Let’s talk cases just a slight change in one parameter and they would not fit. It gives the appearance of a design. A design demands a designer. I would suggest that it is that being we call God.

Let’s talk about the need for a designer. I love the illustration my friend the late Kenny Poore used to use. He said,

“I do not want to talk about the universe; it is too complicated. Let’s talk about this piano behind me. Two thoughts come to mind: either there is a piano maker, or it just happened. Maybe a fierce windstorm in a junk yard and all pieces just came together. The sides, the keyboard, the strings, the foot pedals, and the rest. I think not.”

The Universe and The Atom

But let me go to the big picture, from the tiny tiny atom to the galaxies. Atoms consist of a nucleus with one or more electrically positive protons, one or more neutrons (except hydrogen) and a number of electrically negative electrons which spin around the nucleus in well defined orbits. They are arranged in shells with two electrons in the first, with 8 in the second, and so forth.
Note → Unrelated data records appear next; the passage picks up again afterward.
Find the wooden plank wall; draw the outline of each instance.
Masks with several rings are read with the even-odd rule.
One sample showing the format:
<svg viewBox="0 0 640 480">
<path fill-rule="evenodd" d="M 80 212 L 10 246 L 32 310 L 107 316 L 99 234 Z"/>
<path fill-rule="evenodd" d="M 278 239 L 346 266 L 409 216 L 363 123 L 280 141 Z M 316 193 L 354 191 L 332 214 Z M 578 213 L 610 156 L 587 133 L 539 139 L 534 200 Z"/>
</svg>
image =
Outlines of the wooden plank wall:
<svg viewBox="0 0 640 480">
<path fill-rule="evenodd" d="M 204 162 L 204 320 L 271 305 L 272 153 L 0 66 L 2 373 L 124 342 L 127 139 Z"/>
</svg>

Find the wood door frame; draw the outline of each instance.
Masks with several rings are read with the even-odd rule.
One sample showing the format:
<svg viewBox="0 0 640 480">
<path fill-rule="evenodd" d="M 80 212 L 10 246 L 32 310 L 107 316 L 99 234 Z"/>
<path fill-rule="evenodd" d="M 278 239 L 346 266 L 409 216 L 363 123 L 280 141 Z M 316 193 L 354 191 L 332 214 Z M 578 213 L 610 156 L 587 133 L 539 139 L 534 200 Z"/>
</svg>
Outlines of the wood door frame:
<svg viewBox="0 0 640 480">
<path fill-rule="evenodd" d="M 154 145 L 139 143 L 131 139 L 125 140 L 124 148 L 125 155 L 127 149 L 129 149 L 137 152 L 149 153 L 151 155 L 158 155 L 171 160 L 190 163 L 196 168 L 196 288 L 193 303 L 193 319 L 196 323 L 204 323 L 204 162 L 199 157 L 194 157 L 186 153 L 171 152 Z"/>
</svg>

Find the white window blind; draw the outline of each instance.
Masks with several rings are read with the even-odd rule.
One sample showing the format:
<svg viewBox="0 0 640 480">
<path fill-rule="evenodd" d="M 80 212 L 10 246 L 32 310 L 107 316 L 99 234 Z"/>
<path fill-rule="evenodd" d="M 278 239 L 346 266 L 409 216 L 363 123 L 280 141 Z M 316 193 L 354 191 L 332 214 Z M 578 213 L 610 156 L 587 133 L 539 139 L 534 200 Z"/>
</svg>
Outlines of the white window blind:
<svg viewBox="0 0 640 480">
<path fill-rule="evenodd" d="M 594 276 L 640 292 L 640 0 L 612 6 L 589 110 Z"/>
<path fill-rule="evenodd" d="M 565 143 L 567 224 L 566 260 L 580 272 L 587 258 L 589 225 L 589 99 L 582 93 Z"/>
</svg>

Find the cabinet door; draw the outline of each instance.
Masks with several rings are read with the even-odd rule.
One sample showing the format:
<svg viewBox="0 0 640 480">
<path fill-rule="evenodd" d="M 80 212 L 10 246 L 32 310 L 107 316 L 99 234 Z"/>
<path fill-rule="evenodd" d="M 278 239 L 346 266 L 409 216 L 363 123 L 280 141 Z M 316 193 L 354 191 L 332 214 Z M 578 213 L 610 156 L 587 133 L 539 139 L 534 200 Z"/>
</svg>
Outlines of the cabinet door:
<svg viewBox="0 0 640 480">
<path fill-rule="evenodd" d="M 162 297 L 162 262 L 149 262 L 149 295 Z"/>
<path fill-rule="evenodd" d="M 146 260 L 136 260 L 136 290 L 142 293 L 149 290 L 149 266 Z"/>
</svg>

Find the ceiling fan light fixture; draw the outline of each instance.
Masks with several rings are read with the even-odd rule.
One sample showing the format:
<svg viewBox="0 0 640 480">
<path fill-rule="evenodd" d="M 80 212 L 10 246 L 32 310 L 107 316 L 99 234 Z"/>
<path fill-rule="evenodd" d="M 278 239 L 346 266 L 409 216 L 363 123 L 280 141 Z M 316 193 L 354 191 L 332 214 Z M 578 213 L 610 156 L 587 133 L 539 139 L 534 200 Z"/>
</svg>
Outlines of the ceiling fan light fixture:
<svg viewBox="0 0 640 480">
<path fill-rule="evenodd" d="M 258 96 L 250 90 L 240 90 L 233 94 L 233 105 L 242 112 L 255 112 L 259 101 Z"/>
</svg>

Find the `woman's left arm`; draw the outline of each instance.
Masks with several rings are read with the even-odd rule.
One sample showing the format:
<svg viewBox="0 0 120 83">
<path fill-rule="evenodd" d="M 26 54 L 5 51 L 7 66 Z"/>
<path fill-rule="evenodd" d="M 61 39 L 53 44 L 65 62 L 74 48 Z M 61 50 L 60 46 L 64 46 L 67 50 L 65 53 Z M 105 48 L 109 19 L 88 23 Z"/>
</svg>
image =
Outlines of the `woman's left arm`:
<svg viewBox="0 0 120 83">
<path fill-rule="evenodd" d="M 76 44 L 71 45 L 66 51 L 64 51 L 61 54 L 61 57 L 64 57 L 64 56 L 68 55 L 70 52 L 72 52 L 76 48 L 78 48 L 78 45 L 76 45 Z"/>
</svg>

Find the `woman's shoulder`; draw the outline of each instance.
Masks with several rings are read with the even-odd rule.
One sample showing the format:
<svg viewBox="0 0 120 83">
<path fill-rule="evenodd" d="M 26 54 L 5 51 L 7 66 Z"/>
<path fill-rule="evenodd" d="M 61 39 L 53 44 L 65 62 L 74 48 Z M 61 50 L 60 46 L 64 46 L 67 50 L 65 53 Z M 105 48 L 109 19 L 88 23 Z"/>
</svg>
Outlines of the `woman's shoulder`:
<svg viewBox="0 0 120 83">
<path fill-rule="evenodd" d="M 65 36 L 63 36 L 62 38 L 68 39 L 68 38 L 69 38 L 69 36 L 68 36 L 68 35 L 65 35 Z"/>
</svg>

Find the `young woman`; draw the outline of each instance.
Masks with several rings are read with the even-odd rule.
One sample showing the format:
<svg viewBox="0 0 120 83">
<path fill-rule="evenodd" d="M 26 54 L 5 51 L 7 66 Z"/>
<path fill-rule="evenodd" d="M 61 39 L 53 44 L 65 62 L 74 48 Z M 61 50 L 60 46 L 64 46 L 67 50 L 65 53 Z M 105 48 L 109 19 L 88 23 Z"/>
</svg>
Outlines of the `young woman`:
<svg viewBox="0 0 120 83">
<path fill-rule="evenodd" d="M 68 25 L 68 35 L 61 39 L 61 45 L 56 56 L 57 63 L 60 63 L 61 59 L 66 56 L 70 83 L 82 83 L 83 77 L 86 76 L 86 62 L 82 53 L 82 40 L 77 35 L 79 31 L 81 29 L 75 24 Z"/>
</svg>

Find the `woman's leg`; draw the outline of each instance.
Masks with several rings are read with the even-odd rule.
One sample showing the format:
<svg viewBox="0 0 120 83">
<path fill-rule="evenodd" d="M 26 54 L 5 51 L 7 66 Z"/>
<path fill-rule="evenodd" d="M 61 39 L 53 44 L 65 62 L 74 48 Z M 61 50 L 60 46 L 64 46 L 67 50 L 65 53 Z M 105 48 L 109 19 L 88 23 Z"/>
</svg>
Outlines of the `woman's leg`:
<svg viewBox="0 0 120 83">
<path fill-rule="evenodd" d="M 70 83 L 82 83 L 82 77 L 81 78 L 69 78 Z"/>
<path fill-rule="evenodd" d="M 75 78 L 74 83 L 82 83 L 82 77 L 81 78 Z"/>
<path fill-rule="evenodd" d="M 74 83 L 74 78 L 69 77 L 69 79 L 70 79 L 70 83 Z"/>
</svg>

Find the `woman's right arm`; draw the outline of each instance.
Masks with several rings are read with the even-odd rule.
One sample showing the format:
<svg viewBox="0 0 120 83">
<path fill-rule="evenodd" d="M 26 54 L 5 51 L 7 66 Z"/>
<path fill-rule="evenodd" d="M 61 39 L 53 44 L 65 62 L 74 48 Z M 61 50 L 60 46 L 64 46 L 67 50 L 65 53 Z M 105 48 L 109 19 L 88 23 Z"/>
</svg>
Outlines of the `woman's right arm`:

Packing structure of sodium chloride (NaCl, salt)

Why the negative electrons are not attracted in to the positive nucleus, is a mystery to me. Some of the atomic arrangements are unstable, making them radioactive, some with a long half life, and some with a very short half life.

When an atom loses one or more of the electrons orbiting its nucleus, it becomes a positive ion.

When the atoms bunch together to make chemical elements, each is radically different. As atoms grow in size by having more protons, they move up the periodic table with higher atomic number. They are metals, alkalis, gasses, and a couple are liquids at room temperature.

Then when elements join together by sharing one or more electrons they make a compound that does not resemble any of the elements, like sodium chloride (NaCl) made from sodium and chlorine. Sodium is a metal that reacts with water and chlorine, a poisonous gas. Yet when they come together, salt is an essential ingredient for our health.

But on to the BIG picture, the universe: an amazing subject! It is believed there are a hundred billion galaxies, each with a hundred billion stars. And if a few stars have a few planets, what are the chances they have life? PARTICULARLY INTELLIGENT LIFE?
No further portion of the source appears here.